The modern era of critical scholarship on the works opened with K.G. Bretschneider's 1820 work on the topic of Johannine authorship. Bretschneider called into question the apostolic authorship of the Gospel, and even stated on the basis of the author's unsteady grip on topography that the author could not have come from Palestine. He argued that the meaning and nature of Jesus presented in the Gospel of John was very different from that in the Synoptic Gospels, and thus its author could not have been an eyewitness to the events. Bretschneider cited an apologetic character in John, indicating a later date of composition. Scholars such as Wellhausen, Wendt, and Spitta have argued that the fourth gospel is a Grundschrift or a, "..work which had suffered interpolation before arriving at its canonical form; it was a unity as it stood."

F.C. Baur (1792–1860) proposed that John was solely a work of synthesis of thesis-antithesis according to the Hegelian model—synthesis between the thesis of Judeo-Christianity (represented by Peter) and the antithesis of Gentile Christianity (represented by Paul). He also cited in the epistles a synthesis with the opposing dualist forces of Gnosticism. As such, he assigned a date of 170 to the Gospel.

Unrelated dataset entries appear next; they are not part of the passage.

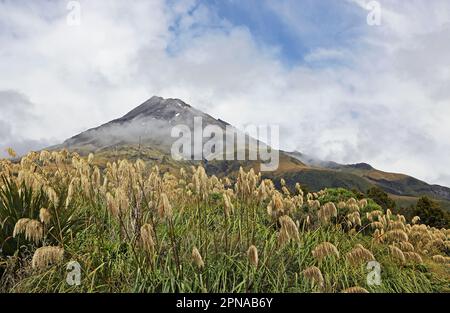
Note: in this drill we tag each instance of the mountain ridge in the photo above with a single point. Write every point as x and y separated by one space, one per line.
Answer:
149 124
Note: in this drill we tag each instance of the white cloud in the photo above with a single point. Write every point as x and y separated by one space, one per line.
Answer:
384 101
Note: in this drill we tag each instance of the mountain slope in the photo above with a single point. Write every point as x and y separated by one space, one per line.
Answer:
145 132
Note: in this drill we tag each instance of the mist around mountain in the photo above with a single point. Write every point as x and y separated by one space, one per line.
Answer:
145 132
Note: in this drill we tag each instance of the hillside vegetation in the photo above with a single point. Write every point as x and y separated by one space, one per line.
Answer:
133 227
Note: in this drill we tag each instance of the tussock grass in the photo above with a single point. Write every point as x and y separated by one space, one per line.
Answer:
133 228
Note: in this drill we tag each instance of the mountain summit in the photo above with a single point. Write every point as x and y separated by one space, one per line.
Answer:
148 124
145 132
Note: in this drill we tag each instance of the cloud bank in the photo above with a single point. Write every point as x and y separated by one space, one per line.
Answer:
350 92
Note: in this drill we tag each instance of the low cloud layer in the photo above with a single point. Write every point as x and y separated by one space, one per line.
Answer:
372 94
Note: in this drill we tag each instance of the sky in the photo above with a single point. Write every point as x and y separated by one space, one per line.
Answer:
340 88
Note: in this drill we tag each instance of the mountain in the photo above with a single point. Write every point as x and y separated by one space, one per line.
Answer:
145 132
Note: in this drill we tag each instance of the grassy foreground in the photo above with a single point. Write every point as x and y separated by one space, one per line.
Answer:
132 228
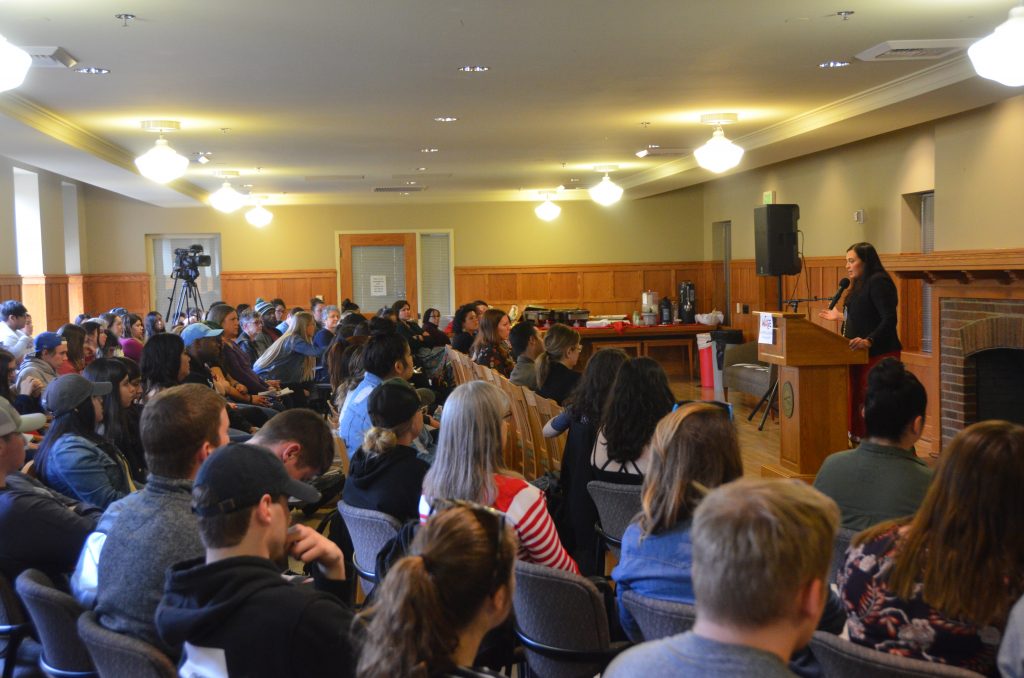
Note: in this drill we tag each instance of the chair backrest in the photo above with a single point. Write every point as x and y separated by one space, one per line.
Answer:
616 506
560 609
658 619
54 615
117 654
842 543
370 532
842 659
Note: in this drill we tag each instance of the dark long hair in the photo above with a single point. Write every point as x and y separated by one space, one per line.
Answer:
872 264
639 397
161 362
588 398
80 421
459 558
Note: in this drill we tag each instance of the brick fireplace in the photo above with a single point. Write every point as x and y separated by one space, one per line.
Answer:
969 327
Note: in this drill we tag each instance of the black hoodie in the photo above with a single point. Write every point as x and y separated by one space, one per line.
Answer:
390 482
242 615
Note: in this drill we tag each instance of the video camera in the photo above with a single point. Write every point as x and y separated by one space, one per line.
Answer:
187 262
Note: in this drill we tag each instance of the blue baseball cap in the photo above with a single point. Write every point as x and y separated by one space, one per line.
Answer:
198 331
48 341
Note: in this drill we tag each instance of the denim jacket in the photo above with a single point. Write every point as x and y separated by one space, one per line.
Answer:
78 468
656 566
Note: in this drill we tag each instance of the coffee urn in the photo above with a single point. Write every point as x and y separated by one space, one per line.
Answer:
687 302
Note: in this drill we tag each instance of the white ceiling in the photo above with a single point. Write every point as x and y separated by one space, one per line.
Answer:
343 88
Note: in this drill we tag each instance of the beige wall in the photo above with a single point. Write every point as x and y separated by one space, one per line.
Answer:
662 228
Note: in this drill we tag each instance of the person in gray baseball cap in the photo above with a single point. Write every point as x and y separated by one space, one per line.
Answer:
73 458
232 609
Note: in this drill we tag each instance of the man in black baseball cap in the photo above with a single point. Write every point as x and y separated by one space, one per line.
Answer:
232 609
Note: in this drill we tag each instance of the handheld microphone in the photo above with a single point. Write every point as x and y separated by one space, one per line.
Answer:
843 284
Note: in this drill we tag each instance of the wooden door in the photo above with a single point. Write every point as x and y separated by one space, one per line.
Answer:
365 274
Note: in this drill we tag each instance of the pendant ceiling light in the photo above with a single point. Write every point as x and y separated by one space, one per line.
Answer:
719 154
1000 55
259 216
161 163
547 210
606 192
14 65
226 199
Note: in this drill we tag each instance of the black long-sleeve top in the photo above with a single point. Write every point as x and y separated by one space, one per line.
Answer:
870 313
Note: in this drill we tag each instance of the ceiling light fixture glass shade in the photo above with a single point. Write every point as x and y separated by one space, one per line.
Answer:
606 193
1000 55
259 216
719 154
162 163
14 65
226 199
547 210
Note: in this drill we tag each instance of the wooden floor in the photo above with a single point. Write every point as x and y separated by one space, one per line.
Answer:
758 448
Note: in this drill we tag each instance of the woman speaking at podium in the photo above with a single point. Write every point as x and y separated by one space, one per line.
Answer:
868 322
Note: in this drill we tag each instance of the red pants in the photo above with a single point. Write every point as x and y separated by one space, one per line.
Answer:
858 386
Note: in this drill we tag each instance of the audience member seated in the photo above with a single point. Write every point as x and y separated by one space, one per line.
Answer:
431 320
582 417
440 600
1012 649
74 335
134 336
233 359
121 417
74 459
42 365
555 375
301 439
761 556
15 332
464 328
385 474
639 397
152 530
939 585
36 530
386 355
26 395
468 466
233 609
154 324
491 345
882 478
292 358
694 449
526 346
426 354
165 363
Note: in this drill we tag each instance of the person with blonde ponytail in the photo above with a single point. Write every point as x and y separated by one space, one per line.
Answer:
555 375
385 473
437 603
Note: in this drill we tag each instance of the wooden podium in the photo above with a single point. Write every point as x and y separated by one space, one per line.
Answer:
813 386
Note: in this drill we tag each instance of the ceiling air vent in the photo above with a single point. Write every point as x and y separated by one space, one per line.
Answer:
914 50
50 57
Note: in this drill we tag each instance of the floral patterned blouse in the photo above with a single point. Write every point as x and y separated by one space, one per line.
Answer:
497 357
910 628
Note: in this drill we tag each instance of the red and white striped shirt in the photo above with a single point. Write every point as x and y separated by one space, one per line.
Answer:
524 507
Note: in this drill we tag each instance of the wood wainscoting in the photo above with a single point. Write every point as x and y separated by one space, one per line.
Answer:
295 287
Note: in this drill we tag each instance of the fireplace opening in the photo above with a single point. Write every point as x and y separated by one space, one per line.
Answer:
999 384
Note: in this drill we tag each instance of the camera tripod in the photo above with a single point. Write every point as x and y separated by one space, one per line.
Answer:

Read more about this topic:  Authorship Of The Johannine Works

Famous quotes containing the words history of, history, critical and/or scholarship:

    The history of men’s opposition to women’s emancipation is more interesting perhaps than the story of that emancipation itself.
    Virginia Woolf (1882–1941)

    Considered in its entirety, psychoanalysis won’t do. It’s an end product, moreover, like a dinosaur or a zeppelin; no better theory can ever be erected on its ruins, which will remain for ever one of the saddest and strangest of all landmarks in the history of twentieth-century thought.
    Peter B. Medawar (1915–1987)

    A third variety of drama ... begins as tragedy with scraps of fun in it ... and ends in comedy without mirth in it, the place of mirth being taken by a more or less bitter and critical irony.
    George Bernard Shaw (1856–1950)

    American universities are organized on the principle of the nuclear rather than the extended family. Graduate students are grimly trained to be technicians rather than connoisseurs. The old German style of universal scholarship has gone.